Когда Леший снова заглянул к Марине – принес с кухни плошку для косточек – она сидела в своей любимой позе медитации, протянув ладони к цветам. И ночью, первый раз за эти дни, легла, как прежде – пристроившись ему под руку, щекой к сердцу.

– Ты не бойся, все скоро пройдет…

– Не бойся! Хорошенькое дело – неделю спала! Просто Спящая царевна какая-то.

– Так ведь проснулась. Ничего, теперь я собой займусь. Сколько мне еще уколов осталось?

– Три, по-моему.

– Давай устроим праздник? Дня через четыре?

– Давай. Какие будут пожелания?

– Шампанского! Торт с клубникой и сливками! И жареную курицу!

– Так курица и сейчас есть – хочешь?

– Хочу!

Была уже поздняя ночь. Они сидели с Мариной на кухне, и Алексей с умилением смотрел, как Марина сосредоточенно ест холодную жареную куриную ногу. А потом и сам не выдержал – подцепил себе тоже.
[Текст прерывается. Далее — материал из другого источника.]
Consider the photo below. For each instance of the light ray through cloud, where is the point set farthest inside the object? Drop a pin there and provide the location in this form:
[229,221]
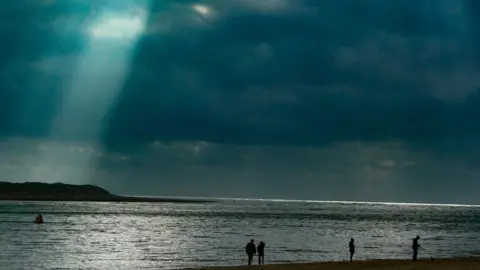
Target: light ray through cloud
[97,80]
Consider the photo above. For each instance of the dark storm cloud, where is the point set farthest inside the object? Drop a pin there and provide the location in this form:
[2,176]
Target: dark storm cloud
[304,72]
[282,72]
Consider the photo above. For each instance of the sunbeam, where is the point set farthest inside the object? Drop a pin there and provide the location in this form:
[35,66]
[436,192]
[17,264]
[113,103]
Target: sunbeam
[97,80]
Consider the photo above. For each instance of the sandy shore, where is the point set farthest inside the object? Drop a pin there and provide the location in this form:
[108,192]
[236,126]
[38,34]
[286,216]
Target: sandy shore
[447,264]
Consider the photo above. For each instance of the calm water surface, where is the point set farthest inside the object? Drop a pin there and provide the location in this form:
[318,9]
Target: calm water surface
[85,235]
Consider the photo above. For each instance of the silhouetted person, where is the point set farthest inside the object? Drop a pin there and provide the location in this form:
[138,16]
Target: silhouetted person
[351,248]
[39,219]
[261,253]
[251,250]
[415,247]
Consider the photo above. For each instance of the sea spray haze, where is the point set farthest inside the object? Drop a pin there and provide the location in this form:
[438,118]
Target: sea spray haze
[86,235]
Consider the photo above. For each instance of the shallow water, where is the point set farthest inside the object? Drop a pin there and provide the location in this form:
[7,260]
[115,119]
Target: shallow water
[86,235]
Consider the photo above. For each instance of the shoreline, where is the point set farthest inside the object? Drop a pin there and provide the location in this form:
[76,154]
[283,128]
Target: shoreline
[467,263]
[112,198]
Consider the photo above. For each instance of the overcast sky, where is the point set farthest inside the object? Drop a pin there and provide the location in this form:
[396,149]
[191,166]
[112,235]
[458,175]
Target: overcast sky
[367,100]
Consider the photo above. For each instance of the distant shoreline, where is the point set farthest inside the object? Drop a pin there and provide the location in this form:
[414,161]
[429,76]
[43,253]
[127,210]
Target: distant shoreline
[107,199]
[35,191]
[425,264]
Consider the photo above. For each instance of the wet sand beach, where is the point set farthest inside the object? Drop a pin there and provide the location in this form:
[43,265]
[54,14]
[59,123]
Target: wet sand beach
[444,264]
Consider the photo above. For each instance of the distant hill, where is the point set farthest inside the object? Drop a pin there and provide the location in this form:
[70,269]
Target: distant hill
[35,191]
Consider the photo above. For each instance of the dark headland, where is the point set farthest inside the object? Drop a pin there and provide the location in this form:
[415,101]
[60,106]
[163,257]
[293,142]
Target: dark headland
[34,191]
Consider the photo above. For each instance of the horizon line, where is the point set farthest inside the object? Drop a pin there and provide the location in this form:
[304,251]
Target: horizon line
[308,201]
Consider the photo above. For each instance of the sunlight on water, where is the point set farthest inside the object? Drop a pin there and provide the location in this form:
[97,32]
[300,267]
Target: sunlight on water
[86,235]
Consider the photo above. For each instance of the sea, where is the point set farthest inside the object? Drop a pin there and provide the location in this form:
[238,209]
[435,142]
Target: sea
[107,235]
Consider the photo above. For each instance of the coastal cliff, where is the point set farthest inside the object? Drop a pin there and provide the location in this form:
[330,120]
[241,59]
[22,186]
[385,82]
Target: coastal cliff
[35,191]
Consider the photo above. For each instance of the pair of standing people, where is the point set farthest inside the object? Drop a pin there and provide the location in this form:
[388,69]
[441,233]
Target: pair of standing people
[251,250]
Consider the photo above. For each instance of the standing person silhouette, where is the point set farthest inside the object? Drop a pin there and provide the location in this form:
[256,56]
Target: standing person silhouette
[351,248]
[261,253]
[415,247]
[250,249]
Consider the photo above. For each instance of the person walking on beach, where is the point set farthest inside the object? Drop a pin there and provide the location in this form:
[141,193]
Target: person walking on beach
[261,253]
[251,250]
[351,248]
[415,247]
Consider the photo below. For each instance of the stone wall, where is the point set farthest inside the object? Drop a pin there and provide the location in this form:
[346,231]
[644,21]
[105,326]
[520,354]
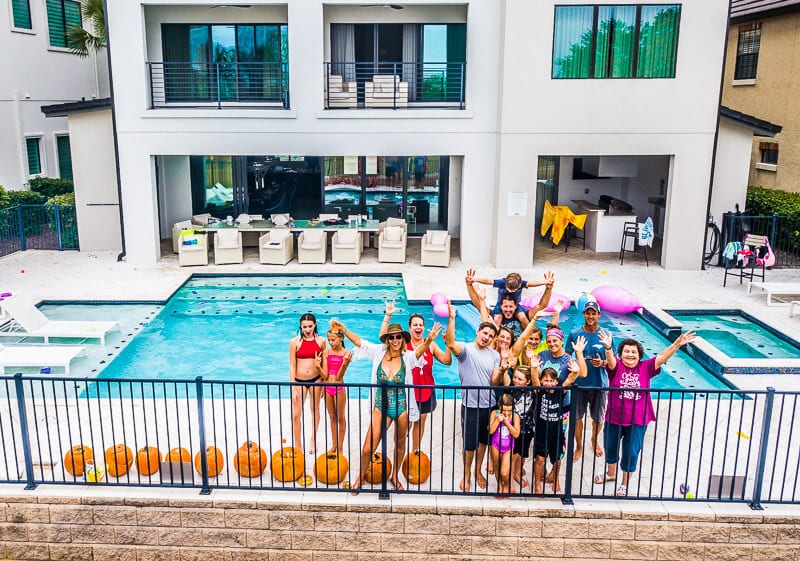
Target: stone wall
[136,525]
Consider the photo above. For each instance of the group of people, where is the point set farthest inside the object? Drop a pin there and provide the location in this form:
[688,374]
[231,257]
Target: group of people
[515,394]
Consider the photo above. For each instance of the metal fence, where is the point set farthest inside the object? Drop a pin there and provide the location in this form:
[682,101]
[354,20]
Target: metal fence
[783,233]
[47,226]
[721,445]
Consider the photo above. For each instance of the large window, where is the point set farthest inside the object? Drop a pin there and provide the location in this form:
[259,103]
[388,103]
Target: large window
[621,41]
[21,11]
[747,51]
[61,15]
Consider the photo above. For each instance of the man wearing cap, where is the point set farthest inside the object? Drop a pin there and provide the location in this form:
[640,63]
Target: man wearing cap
[477,364]
[593,397]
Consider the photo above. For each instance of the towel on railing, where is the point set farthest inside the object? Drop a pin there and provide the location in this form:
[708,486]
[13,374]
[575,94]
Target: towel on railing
[558,217]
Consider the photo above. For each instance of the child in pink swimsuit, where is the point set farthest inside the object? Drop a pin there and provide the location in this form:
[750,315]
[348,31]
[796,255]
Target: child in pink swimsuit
[504,426]
[335,360]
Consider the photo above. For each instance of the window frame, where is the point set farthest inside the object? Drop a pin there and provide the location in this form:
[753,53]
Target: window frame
[636,39]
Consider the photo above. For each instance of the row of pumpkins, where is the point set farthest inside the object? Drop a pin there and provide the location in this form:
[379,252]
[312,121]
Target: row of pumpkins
[288,463]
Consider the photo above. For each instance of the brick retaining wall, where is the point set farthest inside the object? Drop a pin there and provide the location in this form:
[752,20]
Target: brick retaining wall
[131,525]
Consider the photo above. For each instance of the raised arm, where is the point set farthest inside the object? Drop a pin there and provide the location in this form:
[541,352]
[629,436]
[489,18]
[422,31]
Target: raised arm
[666,354]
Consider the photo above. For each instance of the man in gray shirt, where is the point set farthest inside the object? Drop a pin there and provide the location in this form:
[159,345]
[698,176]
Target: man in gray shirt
[477,363]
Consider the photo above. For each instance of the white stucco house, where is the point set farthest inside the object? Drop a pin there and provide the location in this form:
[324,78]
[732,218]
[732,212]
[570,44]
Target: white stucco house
[471,112]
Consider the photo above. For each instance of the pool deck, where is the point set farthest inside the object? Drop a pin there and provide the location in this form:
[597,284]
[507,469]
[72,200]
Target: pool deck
[52,275]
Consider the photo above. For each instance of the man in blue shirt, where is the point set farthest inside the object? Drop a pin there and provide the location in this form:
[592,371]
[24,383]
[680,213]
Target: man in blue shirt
[593,397]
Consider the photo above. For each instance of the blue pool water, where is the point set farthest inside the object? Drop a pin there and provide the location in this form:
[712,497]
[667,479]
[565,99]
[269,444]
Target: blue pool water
[239,327]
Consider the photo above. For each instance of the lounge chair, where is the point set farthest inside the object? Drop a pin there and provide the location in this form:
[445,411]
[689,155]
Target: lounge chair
[33,323]
[38,356]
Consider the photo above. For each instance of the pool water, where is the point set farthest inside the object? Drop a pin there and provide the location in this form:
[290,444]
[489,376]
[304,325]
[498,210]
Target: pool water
[238,328]
[737,335]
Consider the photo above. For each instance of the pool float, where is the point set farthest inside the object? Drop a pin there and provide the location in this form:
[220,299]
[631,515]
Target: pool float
[616,299]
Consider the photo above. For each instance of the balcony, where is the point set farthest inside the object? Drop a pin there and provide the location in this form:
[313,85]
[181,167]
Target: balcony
[219,85]
[394,85]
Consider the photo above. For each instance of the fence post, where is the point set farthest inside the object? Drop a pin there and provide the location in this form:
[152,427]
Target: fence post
[755,504]
[23,424]
[567,498]
[201,424]
[59,232]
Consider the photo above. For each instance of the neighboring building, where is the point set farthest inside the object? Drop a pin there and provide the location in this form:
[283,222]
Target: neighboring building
[38,69]
[270,106]
[762,77]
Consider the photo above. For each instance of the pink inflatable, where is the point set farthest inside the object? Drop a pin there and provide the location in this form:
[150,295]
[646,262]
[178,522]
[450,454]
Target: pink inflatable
[616,299]
[530,301]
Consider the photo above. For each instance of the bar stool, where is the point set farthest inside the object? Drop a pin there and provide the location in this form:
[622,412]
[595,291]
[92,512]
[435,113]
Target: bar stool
[630,231]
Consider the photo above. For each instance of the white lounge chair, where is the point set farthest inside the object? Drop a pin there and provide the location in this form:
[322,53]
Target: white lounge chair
[33,323]
[38,356]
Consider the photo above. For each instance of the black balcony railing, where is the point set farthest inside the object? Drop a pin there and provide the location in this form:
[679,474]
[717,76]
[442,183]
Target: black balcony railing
[220,84]
[394,85]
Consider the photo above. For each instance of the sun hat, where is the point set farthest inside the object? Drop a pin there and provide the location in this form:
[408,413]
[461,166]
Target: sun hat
[396,328]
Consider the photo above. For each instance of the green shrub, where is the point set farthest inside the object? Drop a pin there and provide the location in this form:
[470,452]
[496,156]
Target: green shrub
[49,187]
[766,202]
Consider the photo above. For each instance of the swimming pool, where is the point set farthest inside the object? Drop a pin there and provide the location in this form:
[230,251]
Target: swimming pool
[239,327]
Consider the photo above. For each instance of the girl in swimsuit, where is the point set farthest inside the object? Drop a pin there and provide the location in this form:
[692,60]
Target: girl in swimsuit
[334,364]
[504,426]
[392,364]
[305,359]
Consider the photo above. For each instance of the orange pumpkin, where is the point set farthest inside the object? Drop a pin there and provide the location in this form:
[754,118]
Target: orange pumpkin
[331,468]
[148,460]
[373,471]
[214,460]
[250,460]
[179,455]
[288,464]
[75,459]
[417,467]
[119,459]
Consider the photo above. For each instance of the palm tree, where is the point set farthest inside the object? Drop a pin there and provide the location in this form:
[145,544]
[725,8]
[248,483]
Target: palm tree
[81,40]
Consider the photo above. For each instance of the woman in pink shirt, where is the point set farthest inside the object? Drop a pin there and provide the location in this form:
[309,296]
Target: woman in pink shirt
[630,411]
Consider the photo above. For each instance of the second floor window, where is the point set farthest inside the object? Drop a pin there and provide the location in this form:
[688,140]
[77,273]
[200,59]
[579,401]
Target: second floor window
[624,41]
[747,51]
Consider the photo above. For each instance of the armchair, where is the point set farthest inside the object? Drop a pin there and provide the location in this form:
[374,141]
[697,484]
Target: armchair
[435,248]
[276,247]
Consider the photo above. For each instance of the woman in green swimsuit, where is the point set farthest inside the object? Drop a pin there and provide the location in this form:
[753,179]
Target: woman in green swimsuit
[391,366]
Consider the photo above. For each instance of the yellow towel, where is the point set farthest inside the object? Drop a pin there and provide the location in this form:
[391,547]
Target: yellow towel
[558,217]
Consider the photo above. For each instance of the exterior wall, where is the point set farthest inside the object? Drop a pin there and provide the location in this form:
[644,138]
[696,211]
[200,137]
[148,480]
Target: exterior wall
[667,117]
[305,129]
[772,96]
[95,176]
[133,526]
[35,75]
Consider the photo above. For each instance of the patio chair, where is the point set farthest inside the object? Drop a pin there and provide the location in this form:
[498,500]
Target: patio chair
[38,356]
[276,247]
[312,246]
[193,248]
[346,246]
[228,247]
[33,323]
[435,249]
[392,239]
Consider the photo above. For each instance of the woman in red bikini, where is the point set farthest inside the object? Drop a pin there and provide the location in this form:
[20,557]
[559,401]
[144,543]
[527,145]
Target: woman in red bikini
[305,359]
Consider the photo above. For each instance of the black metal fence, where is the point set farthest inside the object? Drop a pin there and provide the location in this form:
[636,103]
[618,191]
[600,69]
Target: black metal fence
[394,85]
[219,84]
[783,233]
[47,226]
[721,445]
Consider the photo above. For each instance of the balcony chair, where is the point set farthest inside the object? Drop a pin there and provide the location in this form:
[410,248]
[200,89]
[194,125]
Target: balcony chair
[392,240]
[385,91]
[276,247]
[228,247]
[193,248]
[346,246]
[312,246]
[435,249]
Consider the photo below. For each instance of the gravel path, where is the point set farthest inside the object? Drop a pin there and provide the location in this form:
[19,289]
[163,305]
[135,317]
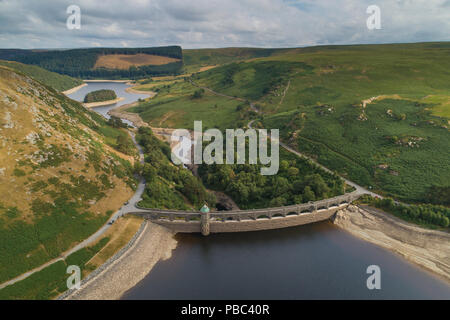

Утром он принес ей кофе в постель – и сам себе удивился: почему раньше все эти мелочи, которые, как оказалось, имели для Марины большое значение, так его раздражали. И с этого дня он с удовольствием покупал ей то цветок, то какую-нибудь забавную ерунду или утром, пока Марина спала, оставлял на подушке рисунок – она каждый раз так по-детски радовалась, что Алексей чувствовал себя просто волшебником, творцом чужого счастья. Это было приятно. Однажды он купил неизвестно зачем большого плюшевого медведя: Ванька играл только машинками, а Муся мягких игрушек никогда не любила, ее в основном занимали куклы. Но медведь так печально сидел в витрине киоска, что Лёшка решил его усыновить. Принес домой – Ванька презрительно сказал:

– Это девочковая игрушка.

А Муся, потискав немножко, отдала обратно – я уже большая. Но Марина обрадовалась смешному медведю с унылой мордой: «Я всю жизнь о таком мечтала!»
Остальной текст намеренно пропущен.